Cap-auto-feature: Scalable feature store for training CRM machine learning model operations
Feature engineering is the heart of modeling, especially for tabular datasets. While modelling it’s often a good idea to add historical data on top of the contextual data, this makes data more rich and robust for all kinds of machine learning problems. Using centralized feature engineering we can achieve this. A good feature impacts the results of the model significantly. It can help to add domain knowledge, better represent the data for training with interpretable features, and can potentially impact the model results. In Capillary technologies, we have built a framework called Cap-auto-feature to manage and incrementally calculate features and in the process have significantly reduced the feature calculation time.
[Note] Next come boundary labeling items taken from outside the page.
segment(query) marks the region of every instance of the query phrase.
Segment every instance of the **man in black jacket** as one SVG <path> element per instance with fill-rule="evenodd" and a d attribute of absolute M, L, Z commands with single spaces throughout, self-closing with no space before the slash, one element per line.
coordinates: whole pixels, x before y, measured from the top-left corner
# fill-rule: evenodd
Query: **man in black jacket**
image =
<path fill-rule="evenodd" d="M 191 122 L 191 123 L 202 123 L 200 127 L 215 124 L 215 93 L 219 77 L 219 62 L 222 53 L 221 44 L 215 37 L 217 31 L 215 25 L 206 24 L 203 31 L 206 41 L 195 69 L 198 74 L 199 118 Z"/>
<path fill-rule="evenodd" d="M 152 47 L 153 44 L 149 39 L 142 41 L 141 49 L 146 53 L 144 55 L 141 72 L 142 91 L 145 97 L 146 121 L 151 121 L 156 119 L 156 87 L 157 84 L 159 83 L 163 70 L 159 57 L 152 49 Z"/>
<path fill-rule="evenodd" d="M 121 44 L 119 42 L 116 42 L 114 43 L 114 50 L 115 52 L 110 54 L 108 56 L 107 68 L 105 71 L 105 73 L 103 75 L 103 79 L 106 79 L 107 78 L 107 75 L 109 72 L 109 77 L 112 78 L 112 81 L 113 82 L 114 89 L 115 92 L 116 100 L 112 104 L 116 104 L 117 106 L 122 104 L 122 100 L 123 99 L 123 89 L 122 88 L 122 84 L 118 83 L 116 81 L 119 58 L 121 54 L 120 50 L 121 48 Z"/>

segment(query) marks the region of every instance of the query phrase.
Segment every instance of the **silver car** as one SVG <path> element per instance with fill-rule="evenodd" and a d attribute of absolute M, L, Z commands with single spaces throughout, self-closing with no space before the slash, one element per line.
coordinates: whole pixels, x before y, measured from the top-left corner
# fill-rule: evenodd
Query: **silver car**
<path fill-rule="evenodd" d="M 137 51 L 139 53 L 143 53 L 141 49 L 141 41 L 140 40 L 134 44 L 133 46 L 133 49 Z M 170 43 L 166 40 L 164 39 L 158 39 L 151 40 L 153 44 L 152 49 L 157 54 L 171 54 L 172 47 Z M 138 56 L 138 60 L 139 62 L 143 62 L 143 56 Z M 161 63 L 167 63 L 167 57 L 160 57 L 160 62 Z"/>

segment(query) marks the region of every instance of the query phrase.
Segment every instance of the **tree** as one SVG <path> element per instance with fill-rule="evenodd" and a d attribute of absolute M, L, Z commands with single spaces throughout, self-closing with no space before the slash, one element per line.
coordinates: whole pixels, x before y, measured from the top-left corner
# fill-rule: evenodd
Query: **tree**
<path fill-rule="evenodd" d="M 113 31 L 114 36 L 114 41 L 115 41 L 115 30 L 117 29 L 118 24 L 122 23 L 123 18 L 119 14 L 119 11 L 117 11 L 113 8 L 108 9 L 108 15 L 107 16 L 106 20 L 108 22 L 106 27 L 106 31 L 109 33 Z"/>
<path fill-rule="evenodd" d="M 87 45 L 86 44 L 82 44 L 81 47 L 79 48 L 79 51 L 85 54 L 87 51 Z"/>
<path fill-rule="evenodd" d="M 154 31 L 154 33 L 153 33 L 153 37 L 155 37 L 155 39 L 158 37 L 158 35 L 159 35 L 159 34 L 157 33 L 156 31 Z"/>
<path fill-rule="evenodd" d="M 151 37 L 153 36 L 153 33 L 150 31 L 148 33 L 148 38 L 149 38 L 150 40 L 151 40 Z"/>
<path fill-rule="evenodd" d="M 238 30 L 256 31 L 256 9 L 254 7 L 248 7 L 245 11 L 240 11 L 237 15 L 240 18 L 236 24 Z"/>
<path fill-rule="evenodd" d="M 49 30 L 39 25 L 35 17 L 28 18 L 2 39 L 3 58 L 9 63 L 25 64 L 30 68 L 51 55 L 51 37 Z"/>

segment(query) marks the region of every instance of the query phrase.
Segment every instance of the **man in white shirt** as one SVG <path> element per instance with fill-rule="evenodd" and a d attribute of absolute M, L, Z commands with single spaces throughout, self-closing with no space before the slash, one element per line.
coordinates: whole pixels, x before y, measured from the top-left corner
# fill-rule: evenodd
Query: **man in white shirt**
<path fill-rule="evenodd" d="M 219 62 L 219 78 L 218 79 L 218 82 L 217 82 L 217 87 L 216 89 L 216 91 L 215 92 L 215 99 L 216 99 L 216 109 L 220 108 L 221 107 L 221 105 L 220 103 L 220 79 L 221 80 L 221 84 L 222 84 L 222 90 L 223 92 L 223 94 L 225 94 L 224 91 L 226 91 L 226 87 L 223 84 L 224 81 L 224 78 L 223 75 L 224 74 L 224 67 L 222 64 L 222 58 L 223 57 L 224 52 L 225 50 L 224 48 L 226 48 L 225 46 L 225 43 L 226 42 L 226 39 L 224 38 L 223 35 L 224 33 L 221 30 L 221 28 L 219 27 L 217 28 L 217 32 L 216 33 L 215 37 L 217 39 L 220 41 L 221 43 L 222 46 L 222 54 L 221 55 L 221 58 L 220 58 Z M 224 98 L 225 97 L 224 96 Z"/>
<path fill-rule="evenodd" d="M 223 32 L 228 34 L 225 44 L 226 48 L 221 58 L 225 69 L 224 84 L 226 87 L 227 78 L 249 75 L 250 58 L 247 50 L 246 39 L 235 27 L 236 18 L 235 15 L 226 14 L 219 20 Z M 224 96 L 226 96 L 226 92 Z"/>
In the context of retail predictive model training and inferencing, the feature calculation is an integral part. Currently, many of the feature calculation implementations of a machine learning pipeline are localized to the model. Observing each model, one can see a lot of common features between them, like recency, latency, frequency, last purchases, etc. Having different versions of the same features at different places could potentially lead to different results and increase the margin of error. Cap-auto-feature solves this problem by a centralized framework in which each feature can be predefined. Using this, the idea is to have the single framework at disposal for a new model creation or to be used by existing models. Moreover, through this approach we can get a step further and apply incremental feature generation on top of it which will use the module to calculate the features and apply incremental calculation of features on top of it for subsequent training and inferencing. Incremental feature calculation uses mathematical and statistical methods to calculate features incrementally hence saving a lot of time in subsequent feature calculation after initial feature calculation.
Cap-auto-feature has three main components, (1) table-definition, (2) feature-definition and (3) feature-calculation. The table-definition contains a set of all the tables which are to be used for feature calculation. It also stores the relationship between the tables which comes in handy when there is a feature that is dependent on multiple tables. The tables are spark dataframe which are broadcasted/repartitioned according to the needs and the size of the table. This helps in improving the computation time of each feature calculation.
The feature-definition is the place where all our important features are defined. A feature can be added to it when needed and can be available for computation. A feature, by its nature can be a groupByAggregate feature, a transformFeature, a LagFeature etc. In addition to type, a feature-definition includes the table dependency for that feature, any other dependency with other features, group by columns, any filter criteria and the actual operation to be applied for the computation. All this information helps in its calculation.
The feature-calculation comprises several steps towards feature computation. It starts with adding any dependencies to the feature, i.e. adding any feature which are dependent on the target feature provided by the user. Then based on the features, it creates a dependency graph and using that dependency graph it selects a batch for processing. This batch can contain any type of features. Then this batch is grouped and each group is passed for the calculation. After the batch feature is calculated, all the features of the batch are merged and then the next batch is chosen and so on. Finally after no batch is left all the features are merged for getting the final features.
Using such a centralized feature store not only helps in faster modelling as the data scientists don’t have to worry about the feature calculation but also can provide transparency in development of features as well as a central book-keeping of all the features used by the team or an organization. It helps in removing any code duplication, and reduces the complexity/time of the feature calculation process.